Each meeting follows the same format, reviewing the previous week, upcoming events and operational priorities.

Clear deadlines were another operational shift.

Rather than assuming urgency was understood, leadership began explicitly communicating timelines.

“Just simply saying, ‘I need this in a week,’ or saying, ‘Hey, is it realistic for you to get this to me in two to three days?’” Hovan said. “Or, ‘This is a priority. Can you give this to me now?’ It’s been really helpful to say that, rather than just assume people understand the importance of something.”

Formal accountability systems followed.

Like many breweries, the employee handbook included references to verbal and written warnings, but there was no practical system behind it.

“In our handbook, we always said we had a corrective action plan … but we never had any paperwork to follow up with that,” Hovan said.

READ MORE: Leadership Development Leads to Longevity

Over the past year, the Hovans have created formal documentation for verbal warnings, written warnings and next steps so managers had a consistent process to follow.

“If you give a verbal warning, this is where you report that. If you give a written warning, this is where you report that,” Hovan said. “So not only do we have the actual plan, but we have everything to fill it out to make it really easy for our managers to follow through.”

Attendance and tardiness policies also needed clearer standards. Leadership established a five-minute grace window and tied repeated tardiness directly into the corrective action process.

Promotion from within became another major part of building a stronger leadership culture. Hovan said one of the best examples was the brewery’s general manager, Amber Blazeff, who started working weekends in the kitchen and behind the bar before moving into a full-time leadership role.

“She started with us this weekend eight years ago, and she worked in the kitchen and as a bartender, and now she’s our general manager,” Hovan said. “She has kicked ass and worked really hard over the last eight years.”
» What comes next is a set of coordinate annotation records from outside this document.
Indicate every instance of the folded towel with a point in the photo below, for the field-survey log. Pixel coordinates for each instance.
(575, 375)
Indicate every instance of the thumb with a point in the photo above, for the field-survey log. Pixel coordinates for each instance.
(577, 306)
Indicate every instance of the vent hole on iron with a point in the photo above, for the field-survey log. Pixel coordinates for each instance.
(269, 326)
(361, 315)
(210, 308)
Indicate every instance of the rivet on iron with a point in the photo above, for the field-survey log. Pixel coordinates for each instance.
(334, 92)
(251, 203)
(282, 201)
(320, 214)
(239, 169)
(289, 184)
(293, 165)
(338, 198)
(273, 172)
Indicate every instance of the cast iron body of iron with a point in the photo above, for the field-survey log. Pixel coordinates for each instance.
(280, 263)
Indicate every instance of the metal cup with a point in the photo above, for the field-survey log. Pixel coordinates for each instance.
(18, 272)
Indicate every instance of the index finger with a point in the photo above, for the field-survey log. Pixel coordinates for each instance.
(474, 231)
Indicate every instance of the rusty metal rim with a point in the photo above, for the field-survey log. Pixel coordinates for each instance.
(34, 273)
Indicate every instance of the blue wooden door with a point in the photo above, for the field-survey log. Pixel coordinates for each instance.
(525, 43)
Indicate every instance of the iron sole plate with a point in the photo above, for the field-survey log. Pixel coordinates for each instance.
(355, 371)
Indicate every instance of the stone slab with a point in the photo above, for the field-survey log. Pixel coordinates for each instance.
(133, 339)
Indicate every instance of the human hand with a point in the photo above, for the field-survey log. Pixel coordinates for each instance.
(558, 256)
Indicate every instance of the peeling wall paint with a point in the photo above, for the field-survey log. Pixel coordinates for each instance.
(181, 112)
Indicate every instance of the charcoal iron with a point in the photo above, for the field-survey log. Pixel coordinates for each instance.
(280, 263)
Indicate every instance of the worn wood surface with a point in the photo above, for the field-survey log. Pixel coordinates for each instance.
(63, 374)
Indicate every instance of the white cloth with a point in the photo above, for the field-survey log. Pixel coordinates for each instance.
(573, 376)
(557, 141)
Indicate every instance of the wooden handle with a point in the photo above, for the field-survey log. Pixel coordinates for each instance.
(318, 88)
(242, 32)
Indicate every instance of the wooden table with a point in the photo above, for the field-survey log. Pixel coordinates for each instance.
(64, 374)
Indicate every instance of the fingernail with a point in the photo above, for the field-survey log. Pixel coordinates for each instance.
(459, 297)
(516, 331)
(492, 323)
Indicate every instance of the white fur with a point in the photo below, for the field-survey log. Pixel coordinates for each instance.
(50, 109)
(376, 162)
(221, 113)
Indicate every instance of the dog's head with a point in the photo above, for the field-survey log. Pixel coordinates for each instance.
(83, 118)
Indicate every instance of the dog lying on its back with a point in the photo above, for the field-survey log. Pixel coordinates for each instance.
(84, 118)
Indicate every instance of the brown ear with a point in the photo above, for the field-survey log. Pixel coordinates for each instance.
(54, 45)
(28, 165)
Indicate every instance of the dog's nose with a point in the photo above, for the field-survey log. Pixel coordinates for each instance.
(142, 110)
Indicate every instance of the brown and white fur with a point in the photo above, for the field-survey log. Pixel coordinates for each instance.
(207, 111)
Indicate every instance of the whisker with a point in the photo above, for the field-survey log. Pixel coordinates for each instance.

That growth, Hovan said, happened because the brewery invested in leadership development rather than simply filling management roles from outside.

“It’s awesome when you can promote from within,” she said. “That’s pretty much what we always do.”

She believes that process only works when support and challenge exist together. Employees need opportunity, but they also need standards. For brewery owners, Hovan said the biggest lesson is that moving from protect to liberate is not immediate.

“Although we’ve been working on this for two years, I would definitely say that it takes time to get from one quadrant to the other,” she said.

As a leader, you can still fall back into old habits. Those difficult conversations can still feel uncomfortable and direct feedback rarely becomes easy.

“It’s still a struggle going back to our own habits sometimes,” Hovan said. “But I think it just keeps getting better.”

She said one of the most valuable parts of the process in changing management styles was simply realizing that leadership struggles are normal. She believes the answer is not being a nicer boss or a tougher boss. Instead, it’s being clearer.